Sombrinha

1 0 0
                                    

Demian estava sentado à beira do mar.
Desejando que não estivesse ali, desejando que não estivesse em lugar nenhum na verdade. Desejando que nem estivesse vivo para ir a outro lugar.
Tudo o cansava ultimamente, a idéia de que herdaria aquele maldito trono feito das lágrimas das pessoas que os aclamavam como deuses.
Aquilo pesava, pesava de uma forma que às vezes Demian se recusava a sair de sua cama.
Ele queria se recusar a muita coisa.
Ter que lidar com o peso de um reinado era uma delas.
Reinado este que já pesava sobre o garoto antes mesmo de seu nascimento, delimitando o seu ciclo social, seus deveres, sua personalidade e até a forma que ele deveria se referir ao seu povo.
Não era como se a coroa determinasse tudo isso para ele, mas, para o resto das pessoas, determinava.

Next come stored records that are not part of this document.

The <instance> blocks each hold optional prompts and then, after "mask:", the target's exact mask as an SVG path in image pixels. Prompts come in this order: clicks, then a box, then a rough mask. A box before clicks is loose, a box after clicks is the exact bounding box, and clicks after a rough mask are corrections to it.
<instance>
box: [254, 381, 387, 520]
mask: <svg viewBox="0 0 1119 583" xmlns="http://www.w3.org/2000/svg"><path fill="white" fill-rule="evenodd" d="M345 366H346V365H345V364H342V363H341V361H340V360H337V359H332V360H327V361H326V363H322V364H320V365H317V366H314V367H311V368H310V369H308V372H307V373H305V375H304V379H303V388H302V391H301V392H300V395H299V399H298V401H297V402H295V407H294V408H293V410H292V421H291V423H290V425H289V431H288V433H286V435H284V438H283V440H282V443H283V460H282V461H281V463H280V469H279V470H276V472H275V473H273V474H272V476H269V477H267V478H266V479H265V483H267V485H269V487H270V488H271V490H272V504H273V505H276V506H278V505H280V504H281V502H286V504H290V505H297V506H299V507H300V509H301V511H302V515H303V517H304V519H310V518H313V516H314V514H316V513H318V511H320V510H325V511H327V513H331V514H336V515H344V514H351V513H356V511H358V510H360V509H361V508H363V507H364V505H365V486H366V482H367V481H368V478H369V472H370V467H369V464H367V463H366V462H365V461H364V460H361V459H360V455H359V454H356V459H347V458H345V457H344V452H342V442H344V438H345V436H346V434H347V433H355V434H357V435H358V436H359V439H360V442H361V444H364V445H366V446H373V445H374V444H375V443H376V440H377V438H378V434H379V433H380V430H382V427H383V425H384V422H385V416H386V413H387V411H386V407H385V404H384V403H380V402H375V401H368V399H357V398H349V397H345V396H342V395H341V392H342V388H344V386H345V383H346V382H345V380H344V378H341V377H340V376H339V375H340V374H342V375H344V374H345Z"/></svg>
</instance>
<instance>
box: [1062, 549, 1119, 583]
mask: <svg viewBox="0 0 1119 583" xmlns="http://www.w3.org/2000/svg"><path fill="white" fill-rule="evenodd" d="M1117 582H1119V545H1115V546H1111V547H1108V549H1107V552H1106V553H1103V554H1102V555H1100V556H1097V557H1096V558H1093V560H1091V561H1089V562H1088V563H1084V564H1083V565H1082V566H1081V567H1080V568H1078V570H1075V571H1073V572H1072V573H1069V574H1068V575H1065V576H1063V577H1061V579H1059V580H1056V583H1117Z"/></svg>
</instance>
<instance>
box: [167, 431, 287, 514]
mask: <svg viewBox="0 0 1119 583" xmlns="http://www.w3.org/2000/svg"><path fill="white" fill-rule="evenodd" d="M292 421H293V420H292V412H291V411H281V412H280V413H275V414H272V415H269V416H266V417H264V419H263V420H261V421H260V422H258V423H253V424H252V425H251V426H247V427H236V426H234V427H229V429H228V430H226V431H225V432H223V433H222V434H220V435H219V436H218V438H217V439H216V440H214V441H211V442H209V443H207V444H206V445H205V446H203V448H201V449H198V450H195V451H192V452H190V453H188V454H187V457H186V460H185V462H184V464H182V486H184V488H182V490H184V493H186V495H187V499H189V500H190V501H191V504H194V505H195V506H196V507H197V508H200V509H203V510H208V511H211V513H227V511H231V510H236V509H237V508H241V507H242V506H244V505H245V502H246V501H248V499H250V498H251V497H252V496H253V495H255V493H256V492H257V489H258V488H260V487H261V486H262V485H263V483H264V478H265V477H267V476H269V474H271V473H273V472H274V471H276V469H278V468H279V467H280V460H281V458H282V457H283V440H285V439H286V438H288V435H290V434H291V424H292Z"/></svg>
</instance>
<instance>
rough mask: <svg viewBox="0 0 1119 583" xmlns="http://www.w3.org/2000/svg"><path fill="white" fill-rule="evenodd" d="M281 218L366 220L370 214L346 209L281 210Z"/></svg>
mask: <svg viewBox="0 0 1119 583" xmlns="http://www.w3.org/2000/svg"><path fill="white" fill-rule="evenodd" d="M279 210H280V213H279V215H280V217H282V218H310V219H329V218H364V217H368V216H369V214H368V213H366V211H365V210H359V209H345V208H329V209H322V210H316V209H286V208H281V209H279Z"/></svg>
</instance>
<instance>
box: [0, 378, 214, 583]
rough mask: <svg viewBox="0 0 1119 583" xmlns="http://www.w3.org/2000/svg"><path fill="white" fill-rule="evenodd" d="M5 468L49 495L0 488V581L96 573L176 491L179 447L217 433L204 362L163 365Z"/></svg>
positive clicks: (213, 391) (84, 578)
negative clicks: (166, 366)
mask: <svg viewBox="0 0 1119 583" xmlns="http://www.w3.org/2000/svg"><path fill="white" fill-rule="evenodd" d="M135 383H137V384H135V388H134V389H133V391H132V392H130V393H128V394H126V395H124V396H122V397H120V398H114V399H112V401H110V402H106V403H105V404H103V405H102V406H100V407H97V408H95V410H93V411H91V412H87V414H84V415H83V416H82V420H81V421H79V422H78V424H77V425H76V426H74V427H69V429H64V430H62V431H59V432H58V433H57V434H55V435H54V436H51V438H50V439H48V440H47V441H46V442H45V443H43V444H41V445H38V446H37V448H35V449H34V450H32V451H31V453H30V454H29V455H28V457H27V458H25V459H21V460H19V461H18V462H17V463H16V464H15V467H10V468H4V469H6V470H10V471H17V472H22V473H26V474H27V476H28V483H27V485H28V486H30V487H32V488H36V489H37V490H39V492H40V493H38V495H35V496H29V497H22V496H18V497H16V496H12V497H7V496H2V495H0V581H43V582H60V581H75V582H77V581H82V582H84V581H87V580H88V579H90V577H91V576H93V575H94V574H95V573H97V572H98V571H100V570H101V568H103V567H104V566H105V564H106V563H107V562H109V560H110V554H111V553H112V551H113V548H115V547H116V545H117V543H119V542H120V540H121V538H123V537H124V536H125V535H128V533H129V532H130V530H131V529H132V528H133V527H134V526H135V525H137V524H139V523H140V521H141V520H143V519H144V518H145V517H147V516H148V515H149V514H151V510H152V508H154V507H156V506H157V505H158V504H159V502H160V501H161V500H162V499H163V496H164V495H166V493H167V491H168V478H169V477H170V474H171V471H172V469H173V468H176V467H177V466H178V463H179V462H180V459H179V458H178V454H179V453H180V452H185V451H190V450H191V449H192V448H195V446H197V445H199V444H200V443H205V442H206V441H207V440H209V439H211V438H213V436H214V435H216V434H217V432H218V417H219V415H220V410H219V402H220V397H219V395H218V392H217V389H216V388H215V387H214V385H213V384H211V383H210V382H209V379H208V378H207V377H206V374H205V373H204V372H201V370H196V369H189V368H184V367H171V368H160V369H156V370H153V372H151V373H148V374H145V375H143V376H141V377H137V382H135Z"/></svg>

Poderia ser bem como uma nova era onde tudo começasse a melhorar quanto poderia ser mais um marco de merda grotesco na história do clã das trevas.
O que não seria lá uma novidade de certa forma.
Mas alguns seres, apelidados carinhosamente por seu próprio povo como "burros", ainda tinham uma faísca de esperança.
Como o último fósforo em uma caixa, uma última chance, um último fogo, a última vontade de se esquentar e não morrer de frio no inferno congelante que as ruas se tornavam todo dia quando o sol baixava, às vezes até quando estava alto, não tinha um padrão para a violência, morte, fome e dor. Ao contrário, era mais como uma onda sufocante e aleatória.
Mais de dez quilômetros de altura, sufocando qualquer um que estivesse em sua frente, e então tinham os que aceitavam sua morte pacificamente e tinham os pobres que lutavam contra a água e se contorciam em lágrimas misturadas ao sal, esses, os que lentamente procuravam por ar e esperança e em troca recebiam a sensação da água inundando seus pulmões e queimando por dentro, eles gritavam pedidos de socorro que na superfície soava apenas como pequenas bolhas. 
Pequenas bolhas que líder nenhum quis se importar.
Poderia ser diferente com Demian…
—Merda–Fechou os olhos com força.
Ele não era a melhor pessoa para definir coisas, mas, neste momento em específico, a situação foi perfeitamente definida. Merda.
Era só o que daria para usar como adjetivo para tudo aquilo.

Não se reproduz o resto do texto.